My earlier recent post, "Hotter Than Hot..." referred to all sorts of unusual occurrences I've experienced recently. I was bemoaning the onset of mysterious forces attacking my car, malfunctioning household appliances, a non-functioning house air conditioning unit, a damaged yard water pipe to name just a few items. Some who commented could readily identify with my woes, as I expected. Others even related a litany of calamities I was grateful for not having experienced myself. I derived hope knowing they all had survived, actually overcome their obstacles, and lived to tell the tale.
One fact became very clear, actual final resolution of the varied problems I and others described, generally involved employing repair persons, and/or visiting store keepers, then ultimately transferring some form of monetary funds from ourselves to others. Personally, in this process I like to think I'm helping the economy despite impoverishing myself.
I noted some who commented about their experiences, also shared their various coping mechanisms. I soon realized the import of these informative offerings and am especially appreciative to each who shared. I have come to believe as a public service I am duty bound to briefly summarize what I've learned from them for my own and others possible future reference. I do stop just short of recommending some of these measures, since some refer to unusual less traditional methodology. In fact, some of their methods could even be thought of as unorthodox. However, I say, whatever works, is worth a try. But, I offer this caution and disclaimer, that if you undertake any of these actions, you do so of your own volition and at your own risk.

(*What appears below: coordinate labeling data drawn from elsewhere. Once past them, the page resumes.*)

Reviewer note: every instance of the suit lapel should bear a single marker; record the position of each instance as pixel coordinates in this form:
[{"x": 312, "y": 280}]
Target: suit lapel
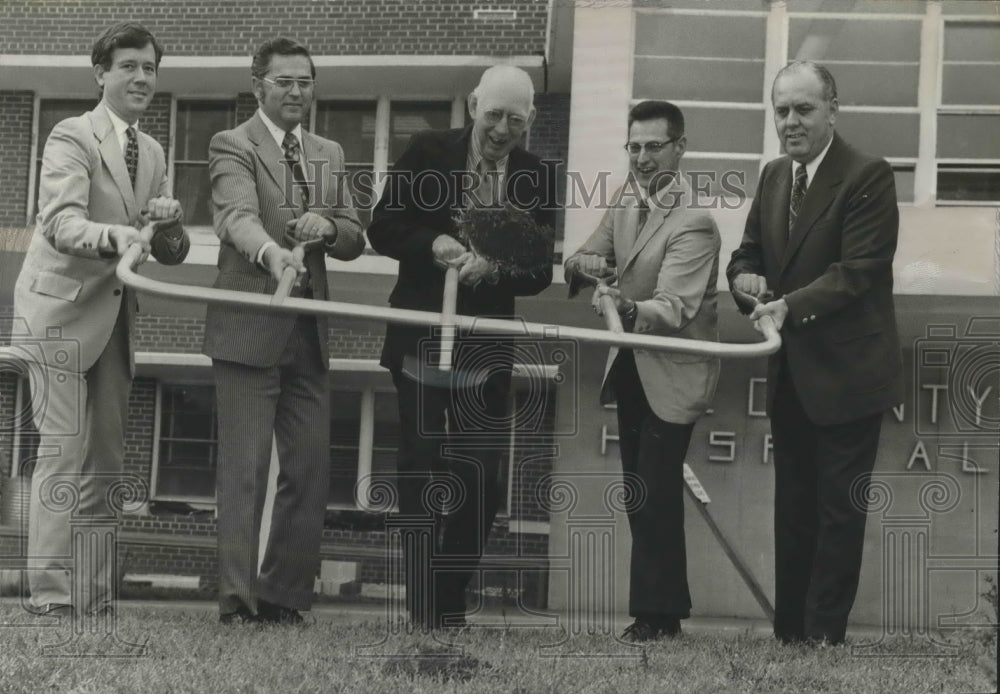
[
  {"x": 659, "y": 210},
  {"x": 778, "y": 231},
  {"x": 270, "y": 155},
  {"x": 112, "y": 156},
  {"x": 818, "y": 197}
]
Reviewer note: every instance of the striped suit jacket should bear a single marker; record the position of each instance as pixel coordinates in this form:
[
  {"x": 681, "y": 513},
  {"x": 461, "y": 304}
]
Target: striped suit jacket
[{"x": 254, "y": 196}]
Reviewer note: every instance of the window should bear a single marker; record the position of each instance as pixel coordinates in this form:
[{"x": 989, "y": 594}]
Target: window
[
  {"x": 50, "y": 112},
  {"x": 968, "y": 115},
  {"x": 187, "y": 446},
  {"x": 876, "y": 61},
  {"x": 715, "y": 64},
  {"x": 352, "y": 125},
  {"x": 366, "y": 128},
  {"x": 196, "y": 122}
]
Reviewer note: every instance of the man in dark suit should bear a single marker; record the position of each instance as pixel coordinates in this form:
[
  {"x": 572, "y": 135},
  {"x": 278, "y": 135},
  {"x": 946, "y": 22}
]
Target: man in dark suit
[
  {"x": 269, "y": 177},
  {"x": 102, "y": 183},
  {"x": 439, "y": 174},
  {"x": 820, "y": 239},
  {"x": 664, "y": 249}
]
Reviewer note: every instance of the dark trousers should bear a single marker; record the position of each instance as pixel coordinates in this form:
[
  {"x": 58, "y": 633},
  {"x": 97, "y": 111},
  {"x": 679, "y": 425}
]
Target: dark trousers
[
  {"x": 821, "y": 477},
  {"x": 653, "y": 450},
  {"x": 290, "y": 403},
  {"x": 450, "y": 449}
]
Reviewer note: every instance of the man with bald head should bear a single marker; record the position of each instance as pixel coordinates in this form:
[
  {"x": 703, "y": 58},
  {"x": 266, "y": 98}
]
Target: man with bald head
[
  {"x": 464, "y": 416},
  {"x": 816, "y": 257}
]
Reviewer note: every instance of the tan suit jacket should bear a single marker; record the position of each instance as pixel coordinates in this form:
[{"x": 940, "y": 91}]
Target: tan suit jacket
[
  {"x": 65, "y": 282},
  {"x": 670, "y": 268}
]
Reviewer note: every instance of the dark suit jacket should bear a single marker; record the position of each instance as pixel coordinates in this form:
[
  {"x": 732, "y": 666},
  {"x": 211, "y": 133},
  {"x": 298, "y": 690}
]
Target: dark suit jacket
[
  {"x": 834, "y": 270},
  {"x": 253, "y": 195},
  {"x": 405, "y": 224}
]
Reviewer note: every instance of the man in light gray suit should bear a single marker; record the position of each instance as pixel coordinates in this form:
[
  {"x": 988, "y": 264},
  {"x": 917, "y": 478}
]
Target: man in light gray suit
[
  {"x": 664, "y": 250},
  {"x": 103, "y": 182},
  {"x": 269, "y": 177}
]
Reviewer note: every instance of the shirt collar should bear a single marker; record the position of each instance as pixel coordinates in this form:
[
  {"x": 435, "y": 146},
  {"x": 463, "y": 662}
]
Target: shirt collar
[
  {"x": 277, "y": 133},
  {"x": 813, "y": 165}
]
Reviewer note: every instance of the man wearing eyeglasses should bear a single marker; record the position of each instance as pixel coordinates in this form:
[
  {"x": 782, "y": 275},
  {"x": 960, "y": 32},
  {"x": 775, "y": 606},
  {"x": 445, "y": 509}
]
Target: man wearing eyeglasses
[
  {"x": 274, "y": 185},
  {"x": 481, "y": 165},
  {"x": 663, "y": 251}
]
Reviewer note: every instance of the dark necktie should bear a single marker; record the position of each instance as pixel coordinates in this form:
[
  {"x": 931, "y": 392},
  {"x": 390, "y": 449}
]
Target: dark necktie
[
  {"x": 131, "y": 154},
  {"x": 798, "y": 193},
  {"x": 293, "y": 157},
  {"x": 643, "y": 215}
]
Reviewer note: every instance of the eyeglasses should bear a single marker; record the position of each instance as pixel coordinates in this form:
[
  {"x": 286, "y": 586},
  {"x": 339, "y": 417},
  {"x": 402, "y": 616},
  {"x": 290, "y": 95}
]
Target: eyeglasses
[
  {"x": 286, "y": 83},
  {"x": 635, "y": 148},
  {"x": 514, "y": 122}
]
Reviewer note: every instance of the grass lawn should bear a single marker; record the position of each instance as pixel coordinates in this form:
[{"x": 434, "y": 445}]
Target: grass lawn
[{"x": 186, "y": 650}]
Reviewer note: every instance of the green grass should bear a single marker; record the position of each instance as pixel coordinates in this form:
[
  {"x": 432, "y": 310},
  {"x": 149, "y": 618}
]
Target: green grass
[{"x": 186, "y": 650}]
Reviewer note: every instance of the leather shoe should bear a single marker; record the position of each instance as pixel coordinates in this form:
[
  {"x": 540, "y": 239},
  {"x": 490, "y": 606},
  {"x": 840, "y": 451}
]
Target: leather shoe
[
  {"x": 642, "y": 629},
  {"x": 242, "y": 615},
  {"x": 269, "y": 613}
]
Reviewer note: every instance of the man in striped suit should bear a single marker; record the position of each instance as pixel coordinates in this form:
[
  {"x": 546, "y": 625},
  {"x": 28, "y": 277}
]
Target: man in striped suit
[{"x": 269, "y": 177}]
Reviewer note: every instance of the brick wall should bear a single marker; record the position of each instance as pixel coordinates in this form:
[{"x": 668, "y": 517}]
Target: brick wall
[
  {"x": 235, "y": 27},
  {"x": 15, "y": 155}
]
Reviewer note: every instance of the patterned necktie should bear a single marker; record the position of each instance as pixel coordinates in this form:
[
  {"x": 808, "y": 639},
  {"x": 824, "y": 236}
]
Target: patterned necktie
[
  {"x": 131, "y": 154},
  {"x": 293, "y": 157},
  {"x": 643, "y": 214},
  {"x": 798, "y": 193}
]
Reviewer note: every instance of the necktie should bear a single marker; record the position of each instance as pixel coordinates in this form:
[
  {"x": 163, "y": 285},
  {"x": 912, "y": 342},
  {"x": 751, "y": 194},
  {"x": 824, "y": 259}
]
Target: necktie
[
  {"x": 643, "y": 215},
  {"x": 293, "y": 157},
  {"x": 798, "y": 193},
  {"x": 131, "y": 154},
  {"x": 485, "y": 193}
]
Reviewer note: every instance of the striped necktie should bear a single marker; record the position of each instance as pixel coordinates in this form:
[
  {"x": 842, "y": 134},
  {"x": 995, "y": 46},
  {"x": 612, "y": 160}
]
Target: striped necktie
[
  {"x": 131, "y": 154},
  {"x": 798, "y": 193}
]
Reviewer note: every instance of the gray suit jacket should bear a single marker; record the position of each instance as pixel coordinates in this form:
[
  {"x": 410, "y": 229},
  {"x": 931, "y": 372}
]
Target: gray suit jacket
[
  {"x": 670, "y": 268},
  {"x": 254, "y": 197},
  {"x": 65, "y": 283}
]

Joy at "Joy of Six" employs an interesting technique in times of disaster, but a coffee table is required. I believe her description suggests it's important to undertake this measure soon after first discovering major interior house destruction is underway. Actually it's quite simple, you just run round and round the coffee table, but she failed to disclose the length of time for which this must be continued. Also, I'm not clear about whether this action is to be done only in instances when unwanted water is spurting from wall pipes into various rooms in the house, or if the activity can be utilized for more ordinary catastrophes like a ceiling falling down. Perhaps she's still perfecting the technique.
Since I have two small rectangular coffee tables, I'm adapting her methodology to include aligning my tables in such a way I can include not only repetitively running around them, but jumping over them one at a time, should I ever encounter the problem she described.
I'm so happy I became a blogger and have an opportunity to learn all this from others.
Millie at "My Mom's Blog" quickly ascertained numbers were coming into play, citing the possibility the old saw about events happening in "threes" or that combinations might be at work. She's probably still trying to master how to overcome that challenge, as I haven't been able to figure it out either.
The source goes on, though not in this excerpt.